Un día, mientras entrenaba, noté que los sirvientes estaban ajetreados. Al acabar mi entrenamiento quise saber lo que sucedía, así que seguí el jaleo. De una de las habitaciones, escuché gritos de mi madre que me encogieron el corazón y el alma. “¡Mamá!” grité antes de correr hacia la sala. Alguien me agarró del brazo antes de poder llegar, y a pesar de mis esfuerzos no pude zafarme. Estaba asustada, creía que era el fin. Pero mientras me agarraban vi en otro punto de los pasillos a Iefel, moviéndose de un lado para otro.

-¡Iefel! ¡Mamá está gritando! ¿Qué está pasando? ¿Dónde está padre? ¿Por qué nadie la ayuda? ¡Se va a morir, y nuestro hermanito también!- Mientras corría hacia él le solté preguntas por doquier, y al ver que no me hacía caso le golpeé varias veces en el brazo y el pecho.- ¡¡Iefel!!

-¡Calla Kyra, deja de golpearme!- Me gritó cuando sintió mi “ataque repentino”.-Madre está bien, está trayendo al mundo a nuestro hermano… también estaba así cuando te tuvo a ti.

Me callé de golpe. No entendía por qué gritaba, pero sabía al menos que no había alguien haciéndole daño. Sin embargo, a pesar de que me calmé, Iefel parecía nervioso, como si presintiera algo que yo no había captado.

Las horas pasaron largas, a pesar de estar lejos, los gritos de mi madre resonaban por todo el castillo. Iefel acabó por sentarse, y parecía murmurar algo cada vez que se escuchaba un grito más fuerte que los demás. Me pareció oír: “¿Por qué grita tanto?” Pero aún no sé si lo imaginé o no.

Hasta que en un momento determinado, los gritos cesaron de golpe. Unos minutos después, escuchamos el lloriqueo de una personita que acababa de llegar al mundo. Yo sonreí, al igual que Iefel, que mantenía aún un gesto preocupado.

Era un momento mágico, mi hermano acababa de llegar y podía saborear el momento. Sí, todo era hermoso. Hasta que escuché la voz de mi padre gritando el nombre de mi madre.

Iefel y yo nos miramos, y al mismo tiempo corrimos hacia donde provenían los gritos. Pero al llegar, sentí un frío que heló mis huesos. Como… si algo me atravesara. Y lo vi todo.

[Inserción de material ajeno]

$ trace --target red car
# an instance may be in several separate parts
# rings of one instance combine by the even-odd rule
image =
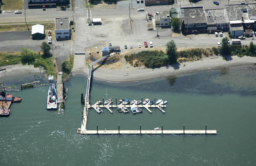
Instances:
[[[145,45],[145,47],[147,47],[147,42],[144,42],[144,45]]]

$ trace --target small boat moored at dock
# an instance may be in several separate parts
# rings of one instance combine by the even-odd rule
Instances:
[[[123,104],[126,105],[127,104],[128,104],[129,103],[130,103],[130,100],[129,100],[129,99],[126,99],[124,100],[124,102]]]
[[[141,101],[138,100],[138,102],[137,102],[137,101],[136,101],[136,103],[135,103],[135,104],[136,105],[139,105],[139,104],[140,104],[141,103],[142,103],[142,101]]]
[[[136,109],[134,107],[131,107],[131,110],[132,111],[132,112],[133,114],[136,114],[136,113],[137,113],[137,111],[136,111]]]
[[[142,113],[142,110],[137,107],[135,107],[137,113]]]
[[[124,110],[125,113],[127,113],[129,112],[129,110],[126,107],[122,107],[122,109]]]
[[[97,103],[96,103],[96,104],[97,104],[97,105],[100,105],[102,104],[102,101],[100,100],[99,100],[97,102]]]
[[[133,105],[133,104],[135,103],[136,102],[137,102],[137,100],[132,100],[132,101],[131,102],[131,105]]]
[[[164,100],[162,101],[162,102],[160,103],[161,105],[166,105],[168,101],[167,100],[164,100]]]
[[[149,101],[149,99],[146,99],[144,100],[144,101],[143,102],[143,104],[146,104],[147,103],[148,103],[148,102]]]
[[[122,108],[120,108],[120,107],[117,107],[117,110],[119,112],[123,112],[123,110],[122,110]]]
[[[156,102],[156,105],[158,105],[160,103],[161,103],[162,102],[162,101],[163,101],[162,100],[159,99],[159,100],[157,101],[157,102]]]
[[[99,113],[102,112],[103,111],[102,109],[100,108],[99,107],[96,107],[96,109],[97,109],[97,110],[99,111]]]
[[[121,104],[122,103],[123,103],[124,102],[124,99],[121,99],[119,100],[119,101],[118,102],[118,104]]]
[[[112,101],[112,98],[109,98],[109,99],[107,99],[107,100],[106,100],[106,101],[105,101],[105,102],[104,102],[104,105],[106,105],[108,104],[111,104],[111,102],[112,102],[113,101]]]
[[[153,104],[153,103],[154,103],[154,101],[151,100],[149,101],[149,102],[147,104],[148,104],[149,105],[152,105]]]

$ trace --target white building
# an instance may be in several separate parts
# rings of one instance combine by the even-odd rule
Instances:
[[[170,26],[170,17],[168,11],[159,12],[160,16],[160,26],[161,27],[169,27]]]
[[[70,38],[70,27],[69,17],[55,18],[55,33],[57,40]]]

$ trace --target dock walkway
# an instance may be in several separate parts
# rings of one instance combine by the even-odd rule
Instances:
[[[62,83],[62,71],[58,73],[57,91],[58,92],[58,103],[63,103],[63,84]]]
[[[206,130],[85,130],[83,134],[205,134]],[[207,134],[216,134],[217,130],[206,130]]]

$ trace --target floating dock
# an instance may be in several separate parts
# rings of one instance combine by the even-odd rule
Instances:
[[[82,134],[216,134],[217,130],[86,130],[82,129]]]

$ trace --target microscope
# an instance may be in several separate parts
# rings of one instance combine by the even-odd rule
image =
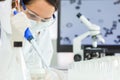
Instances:
[[[95,25],[90,21],[88,21],[88,19],[81,13],[78,13],[77,17],[82,21],[83,24],[87,26],[89,31],[74,38],[73,40],[74,61],[77,62],[77,61],[89,60],[103,56],[103,54],[101,53],[104,53],[105,50],[102,48],[97,48],[98,41],[102,43],[105,42],[100,34],[100,26]],[[92,37],[92,47],[88,47],[83,50],[81,43],[88,36]]]

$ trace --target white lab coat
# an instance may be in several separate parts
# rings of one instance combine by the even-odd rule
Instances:
[[[14,49],[11,46],[11,24],[10,24],[10,2],[11,0],[6,0],[5,3],[0,2],[0,23],[1,23],[1,45],[0,45],[0,80],[26,80],[24,78],[26,69],[23,56],[19,53],[16,54]],[[7,6],[9,5],[9,7]],[[7,8],[4,8],[7,6]],[[7,9],[7,10],[3,10]],[[4,16],[3,16],[4,15]],[[37,29],[38,31],[39,29]],[[36,33],[36,29],[33,30]],[[34,33],[34,34],[35,34]],[[28,41],[25,41],[25,46],[23,47],[23,53],[25,62],[27,63],[27,67],[29,69],[36,71],[35,68],[40,68],[42,65],[40,63],[40,59],[37,58],[35,51],[32,49],[31,44]],[[45,58],[45,62],[50,65],[50,61],[52,58],[52,43],[49,37],[48,29],[40,31],[40,35],[38,35],[37,39],[38,46],[42,50],[42,54]],[[30,51],[31,50],[31,51]],[[23,54],[22,53],[22,54]],[[35,63],[33,61],[36,61]],[[35,64],[34,66],[29,64]],[[39,65],[36,65],[39,63]],[[24,64],[24,65],[23,65]],[[24,69],[23,69],[24,67]],[[24,72],[23,72],[24,71]]]
[[[33,28],[32,32],[36,37],[36,43],[39,46],[42,57],[44,58],[47,66],[50,66],[52,55],[53,55],[53,47],[50,38],[49,28],[40,29]],[[40,32],[40,34],[39,34]],[[43,64],[41,63],[41,58],[37,55],[36,51],[33,49],[33,46],[26,41],[23,47],[24,58],[31,73],[36,73],[40,68],[43,68]]]

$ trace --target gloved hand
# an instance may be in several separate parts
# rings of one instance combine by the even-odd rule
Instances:
[[[31,74],[32,80],[65,80],[64,73],[57,69],[41,69]]]

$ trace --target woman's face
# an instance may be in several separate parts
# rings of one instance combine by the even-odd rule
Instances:
[[[55,12],[54,6],[50,5],[45,0],[35,0],[26,6],[29,11],[34,13],[40,18],[49,19]],[[27,14],[30,17],[29,14]],[[34,17],[34,15],[33,15]]]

Mi padre, gritando y llorando al pie de la cama. Su grito era desgarrador, como cuando a alguien le arrancan el corazón de cuajo… un grito de dolor, pero ahogado. Había sangre, mucha. Y el cuerpo inerte de mi madre descansaba sobre donde antes había estado gritando por mi hermano. Parecía que la vida estaba transcurriendo de forma lenta, corrí a por mi madre, llorando y gimiendo de dolor. Iefel también comenzó a llorar, pero diferente. Se dejó caer al suelo, simplemente, y se agarró con fuerza las sienes.

Pronto nos sacaron de ahí a ambos, y esa vez no fue fácil controlarme. Gritaba a mi madre, suplicándole que despertara y abrazándome a ella para que no me separasen jamás de su lado. Pero no fue suficiente. La histeria me invadió, y no recuerdo el momento exacto de mi encuentro con la tranquilidad.

Todo ello provocó que ignorásemos al pequeño milagro de la vida, que se movía tranquilo en los brazos de la comadrona, con sus pequeñas manos y piernas, y sus ojos violetas como los de su madre. Nadie sabía que entonces sentí odio por aquella criatura que arrancó de cuajo la vida de mi madre. Pero eso no duraría mucho tiempo, tal vez hasta que comenzara a sentir las caricias de mi madre cada noche.